Questions fréquentes

Si la vôtre n’y est pas, écrivez à [à compléter].

Le principe

Quelle est la meilleure façon d’installer WordPress aujourd’hui ?

Pour un site qui publie — site d’entreprise, blog, magazine — écrivez dans WordPress et servez le site public en fichiers statiques depuis un réseau edge comme Cloudflare®, en gardant WordPress privé et en reconstruisant formulaires, commentaires et recherche en fonctions edge. Pour une boutique, un espace membres ou un site de réservation, un bon hébergement WordPress infogéré avec un CDN reste le meilleur choix. La comparaison complète est dans notre guide.

Pouvez-vous installer un tout nouveau site WordPress de cette façon ?
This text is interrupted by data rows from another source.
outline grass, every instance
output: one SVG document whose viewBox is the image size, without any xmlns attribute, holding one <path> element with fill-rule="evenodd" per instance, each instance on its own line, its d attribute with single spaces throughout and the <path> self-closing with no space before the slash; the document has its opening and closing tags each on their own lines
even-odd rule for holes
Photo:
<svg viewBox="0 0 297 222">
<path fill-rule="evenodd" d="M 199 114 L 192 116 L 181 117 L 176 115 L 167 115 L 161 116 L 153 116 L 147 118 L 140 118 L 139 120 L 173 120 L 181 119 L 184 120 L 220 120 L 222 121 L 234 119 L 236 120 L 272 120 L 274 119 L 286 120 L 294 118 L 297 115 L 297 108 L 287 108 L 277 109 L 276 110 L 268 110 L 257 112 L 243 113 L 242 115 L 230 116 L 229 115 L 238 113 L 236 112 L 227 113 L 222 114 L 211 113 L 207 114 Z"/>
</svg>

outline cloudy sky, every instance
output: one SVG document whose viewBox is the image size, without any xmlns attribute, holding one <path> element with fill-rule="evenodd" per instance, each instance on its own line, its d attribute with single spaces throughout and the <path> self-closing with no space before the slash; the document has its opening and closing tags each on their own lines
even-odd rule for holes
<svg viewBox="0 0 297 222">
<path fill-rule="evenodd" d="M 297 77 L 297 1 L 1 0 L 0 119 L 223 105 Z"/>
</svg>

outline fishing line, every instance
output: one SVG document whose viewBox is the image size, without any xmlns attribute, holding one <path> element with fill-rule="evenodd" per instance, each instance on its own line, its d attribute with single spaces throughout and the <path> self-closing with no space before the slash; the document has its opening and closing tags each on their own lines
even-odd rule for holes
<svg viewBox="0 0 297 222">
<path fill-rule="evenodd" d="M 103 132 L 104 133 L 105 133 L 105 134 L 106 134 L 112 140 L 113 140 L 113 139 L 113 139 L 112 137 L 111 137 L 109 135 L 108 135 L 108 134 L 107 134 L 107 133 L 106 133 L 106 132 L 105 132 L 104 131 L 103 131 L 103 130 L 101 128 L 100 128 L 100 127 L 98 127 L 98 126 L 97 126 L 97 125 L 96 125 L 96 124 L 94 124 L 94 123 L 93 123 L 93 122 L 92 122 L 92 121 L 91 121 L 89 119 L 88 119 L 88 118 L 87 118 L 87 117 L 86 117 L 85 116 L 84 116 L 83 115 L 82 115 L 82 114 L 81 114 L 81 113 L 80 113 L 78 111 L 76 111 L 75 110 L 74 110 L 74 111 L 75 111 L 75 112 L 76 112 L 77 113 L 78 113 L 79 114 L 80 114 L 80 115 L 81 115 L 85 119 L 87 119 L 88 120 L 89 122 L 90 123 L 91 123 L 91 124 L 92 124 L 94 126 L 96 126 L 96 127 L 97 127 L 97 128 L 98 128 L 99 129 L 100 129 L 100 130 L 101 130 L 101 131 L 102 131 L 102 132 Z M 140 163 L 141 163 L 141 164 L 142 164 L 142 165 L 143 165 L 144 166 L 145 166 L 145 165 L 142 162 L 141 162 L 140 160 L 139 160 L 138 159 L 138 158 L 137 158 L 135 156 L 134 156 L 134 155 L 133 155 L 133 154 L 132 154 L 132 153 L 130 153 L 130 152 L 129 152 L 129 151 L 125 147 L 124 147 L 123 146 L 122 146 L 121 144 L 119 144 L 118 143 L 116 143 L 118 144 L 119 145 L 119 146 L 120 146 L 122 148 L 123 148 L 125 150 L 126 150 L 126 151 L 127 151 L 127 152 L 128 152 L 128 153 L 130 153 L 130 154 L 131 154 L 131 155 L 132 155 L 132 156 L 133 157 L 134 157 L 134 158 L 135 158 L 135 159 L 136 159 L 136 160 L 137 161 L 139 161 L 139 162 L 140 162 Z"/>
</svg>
Oui. Pour un nouveau site, il n’y a rien à migrer : nous installons WordPress sur un sous-domaine privé, l’edge dans votre propre compte Cloudflare, formulaires, commentaires et recherche en fonctions edge, et la synchronisation entre les deux — le site est rapide et hors de portée des attaques dès sa première page. Le design et les contenus restent les vôtres, ou ceux de votre designer ; nous construisons l’environnement dans lequel ils vivent. Voir les tarifs.

Mon site WordPress est ancien. Est-ce une façon de le moderniser ?

C’est l’une des moins perturbantes. Le site public passe sur une infrastructure moderne — pages statiques sur un réseau mondial, fonctions sur l’edge — sans reconstruire ce que vous avez, et le WordPress vieillissant qui se trouve derrière cesse d’être exposé au public. Si WordPress lui-même doit être mis à jour, c’est la répétition sur une copie qui le révèle, et le devis dit ce que cela demande.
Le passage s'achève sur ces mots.